When looking at the works of Dr Brian Lawrence, the world’s acknowledged leading expert on the analysis of essential oils, I am constantly amazed not only at the variation of new components being found but also at the incredible number of components, some of them in tiny, tiny amounts. A true GLC would contain hundreds and hundreds and hundreds of components. The student or Aromatherapist looks at an analysis from a supplier and maybe sees 10 or if he’s lucky 20 components which is described as the standard. How far from reality such cheap and cheerful commercial GLCs are. Aromatherapists in particular should pay attention to such details when purchasing oils and take note where they see reference to a whole oil as opposed to a material that is processed in a high pressure, high temperature still to achieve a standard and low price, where minor components are lost and destroyed. Minor component means major effect.
David Williams, a well known educator in Aromatherapy, cites the case of Galbanum oil where the pyrazines which are present at less than 0.1% are actually responsible for the green odour character of the oil. One of the most powerful odours known – thioterpineol – found in some citrus, is said to have so much dispersing power that 10 mls, if distributed around the world, would be enough to be noticed. Such huge strengths in such tiny components – do we really know what we are dealing with yet?
At the end of the day, we probably all have to make compromises somewhere with the materials that we use. There isn’t that much wild crafted material about and there are very few organic oils compared to the multitude of things on offer. Experience gradually tells us which brands are best, which companies are trustworthy, which companies have specialities and so on. Aromatherapy in a medical context or in a professional skin care context to me requires an energetic approach and I go a long way to find the right oil with the right feel. For a mass market shampoo that’s quite another matter. When I buy one I have to accept that I am buying a dream not a reality. If I buy wild material, I like to think through the implications. Does it come from a war torn country where ethics might be crossed? Do I trust my supplier? If I do, then sometimes it’s nice to know that my money is contributing to building up a community or even building up a species and doing something positive rather than being negative such as I won’t buy this because….. In truth the use by true Aromatherapists is so tiny that any impact is negligible.

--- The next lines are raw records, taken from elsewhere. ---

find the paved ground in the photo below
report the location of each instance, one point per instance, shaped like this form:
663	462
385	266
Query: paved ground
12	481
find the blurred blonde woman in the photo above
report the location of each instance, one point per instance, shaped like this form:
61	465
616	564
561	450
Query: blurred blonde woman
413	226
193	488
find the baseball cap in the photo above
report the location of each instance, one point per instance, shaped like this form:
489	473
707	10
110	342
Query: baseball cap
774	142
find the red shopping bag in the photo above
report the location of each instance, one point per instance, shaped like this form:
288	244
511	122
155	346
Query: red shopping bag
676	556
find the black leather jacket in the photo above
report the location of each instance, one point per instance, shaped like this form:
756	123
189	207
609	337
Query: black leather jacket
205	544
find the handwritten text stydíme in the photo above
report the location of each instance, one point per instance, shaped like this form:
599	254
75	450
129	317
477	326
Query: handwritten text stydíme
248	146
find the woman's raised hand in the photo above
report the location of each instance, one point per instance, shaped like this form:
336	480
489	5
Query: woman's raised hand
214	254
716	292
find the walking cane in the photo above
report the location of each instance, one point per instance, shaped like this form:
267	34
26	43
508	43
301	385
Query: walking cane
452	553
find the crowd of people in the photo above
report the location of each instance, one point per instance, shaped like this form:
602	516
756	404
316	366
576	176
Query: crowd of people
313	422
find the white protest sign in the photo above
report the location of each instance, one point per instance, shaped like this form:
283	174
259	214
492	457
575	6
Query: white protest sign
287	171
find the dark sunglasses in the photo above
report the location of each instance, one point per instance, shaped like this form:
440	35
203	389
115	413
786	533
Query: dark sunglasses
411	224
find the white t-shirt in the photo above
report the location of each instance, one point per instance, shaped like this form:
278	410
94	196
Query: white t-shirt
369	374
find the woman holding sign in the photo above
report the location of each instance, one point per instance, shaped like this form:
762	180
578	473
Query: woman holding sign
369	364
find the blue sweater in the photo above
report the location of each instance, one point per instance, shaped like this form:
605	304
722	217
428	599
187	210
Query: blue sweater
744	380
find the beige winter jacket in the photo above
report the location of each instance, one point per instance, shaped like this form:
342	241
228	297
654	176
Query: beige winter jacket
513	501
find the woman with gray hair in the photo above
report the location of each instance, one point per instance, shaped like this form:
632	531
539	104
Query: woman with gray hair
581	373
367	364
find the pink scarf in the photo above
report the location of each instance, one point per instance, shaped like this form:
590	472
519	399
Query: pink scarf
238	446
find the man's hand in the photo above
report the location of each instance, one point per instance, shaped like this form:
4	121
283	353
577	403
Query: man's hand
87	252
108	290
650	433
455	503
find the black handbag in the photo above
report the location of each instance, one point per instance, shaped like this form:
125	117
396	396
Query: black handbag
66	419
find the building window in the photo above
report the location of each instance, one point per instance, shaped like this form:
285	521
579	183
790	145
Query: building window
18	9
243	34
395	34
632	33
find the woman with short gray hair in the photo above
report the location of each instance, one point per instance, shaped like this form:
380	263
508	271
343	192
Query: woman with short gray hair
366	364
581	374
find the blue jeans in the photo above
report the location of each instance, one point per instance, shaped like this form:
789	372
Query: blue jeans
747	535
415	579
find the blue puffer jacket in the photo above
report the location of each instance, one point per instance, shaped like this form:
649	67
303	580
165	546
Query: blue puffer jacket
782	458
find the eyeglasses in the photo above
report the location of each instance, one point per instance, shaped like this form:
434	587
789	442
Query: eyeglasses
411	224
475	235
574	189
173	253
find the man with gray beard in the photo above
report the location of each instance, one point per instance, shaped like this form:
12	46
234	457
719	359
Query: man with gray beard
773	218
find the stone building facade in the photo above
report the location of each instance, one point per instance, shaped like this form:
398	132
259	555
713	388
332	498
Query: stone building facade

Aromatherapy has many aspects but it will survive the longest as a healing art. It will survive not because someone has standardised an essential oil or patented a particular aspect. It will survive because people feel that it does them good. It will survive because the mainline society will see in a chemical sense that essential oils can behave like standard drugs and will “cure”. Fundamentally it will survive, not through our understanding but through our lack of understanding, our feeling of well being that produces homeostasis, giving us ease without the dis.